Choice boxed beef cutout value was 38¢ lower Thursday afternoon at $285.14/cwt. Select was 67¢ higher at $267.29. Week to week, Choice was $5.24 lower. Select was $2.01 higher.
“Despite the wholesale price of beef remaining elevated, international markets continue to be a vacuum for the high-quality beef and beef products being produced in the United States. The fact beef continues to move at a strong pace to international customers is a good indicator that demand remains strong for beef,” Griffith says. “There are sure to be some market analysts who will raise concerns about export demand slowing, which is always a possibility with customers like China. However, Japan and South Korea continue to lead the way as the top destinations with China being a solid third place followed by Mexico and Canada.”
Year-to-date U.S. beef exports remained on a record pace through September.
Major U.S. financial indices closed higher Friday, bouncing back from pressure earlier in the week from the stoutest inflation in three decades.
The Dow Jones Industrial Average closed 179 points higher. The S&P 500 closed 33 points higher. The NASDAQ was up 156 points.
On Friday, the National Cattlemen’s Beef Association (NCBA) called on Agriculture Secretary Tom Vilsack to immediately suspend all imports of fresh beef from Brazil to the United States.

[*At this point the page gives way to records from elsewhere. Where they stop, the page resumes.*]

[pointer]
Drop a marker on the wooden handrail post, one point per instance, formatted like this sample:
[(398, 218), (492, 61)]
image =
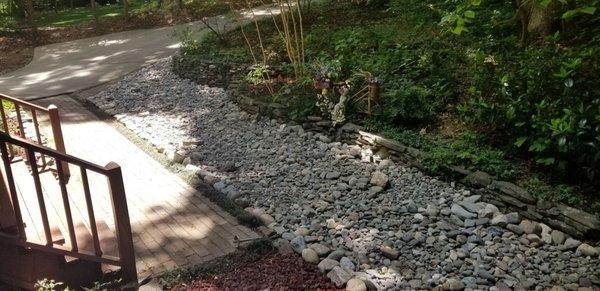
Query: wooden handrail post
[(59, 142), (122, 223)]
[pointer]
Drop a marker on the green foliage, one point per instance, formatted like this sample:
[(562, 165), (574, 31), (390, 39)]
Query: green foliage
[(258, 74), (544, 101)]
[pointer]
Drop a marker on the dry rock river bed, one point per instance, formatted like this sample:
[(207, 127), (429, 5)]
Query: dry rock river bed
[(366, 222)]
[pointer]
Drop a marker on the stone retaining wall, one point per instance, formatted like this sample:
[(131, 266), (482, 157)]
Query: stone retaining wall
[(507, 195)]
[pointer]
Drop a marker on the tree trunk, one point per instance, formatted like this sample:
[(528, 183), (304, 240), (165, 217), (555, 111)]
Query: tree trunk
[(126, 8), (30, 14), (94, 12), (537, 21)]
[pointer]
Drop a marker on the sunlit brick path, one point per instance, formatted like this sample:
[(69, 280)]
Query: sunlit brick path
[(173, 225)]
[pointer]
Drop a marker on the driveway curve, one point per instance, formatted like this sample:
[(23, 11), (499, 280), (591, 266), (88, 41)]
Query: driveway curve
[(73, 66)]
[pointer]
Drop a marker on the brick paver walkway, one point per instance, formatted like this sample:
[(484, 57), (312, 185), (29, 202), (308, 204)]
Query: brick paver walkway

In the letter to USDA, NCBA asked for a suspension until the agency conducts a thorough risk assessment and review of the processes that Brazil’s Ministry of Agriculture, Livestock, and Food Supply (MAPA) uses to detect disease and other threats to consumers. NCBA also urged USDA to review Brazil’s veterinary diagnostic laboratory system.
The U.S. and Brazil share “Negligible Risk” status for bovine spongiform encephalopathy (BSE) with the World Organization for Animal Health (OIE). However, according to NCBA, reports published by OIE indicate Brazil took more than eight weeks to report two confirmed cases of atypical BSE in September. The OIE requires countries to report within 24 hours for any animal disease event that could be of international concern for public health emergencies.
“It’s time to keep Brazilian fresh beef out of this country until USDA can confirm that Brazil meets the same consumer and food safety standards that we apply to all our trade partners,” says Ethan Lane, NCBA Vice President of Government Affairs.
“NCBA has long expressed concerns about Brazil’s history of failing to report atypical BSE cases in a timely manner, a pattern that stretches back as far as 2012. Their poor track record and lack of transparency raises serious doubts about Brazil’s ability to produce cattle and beef at an equivalent level of safety as American producers. If they cannot meet that bar, their product has no place here,” Lane says.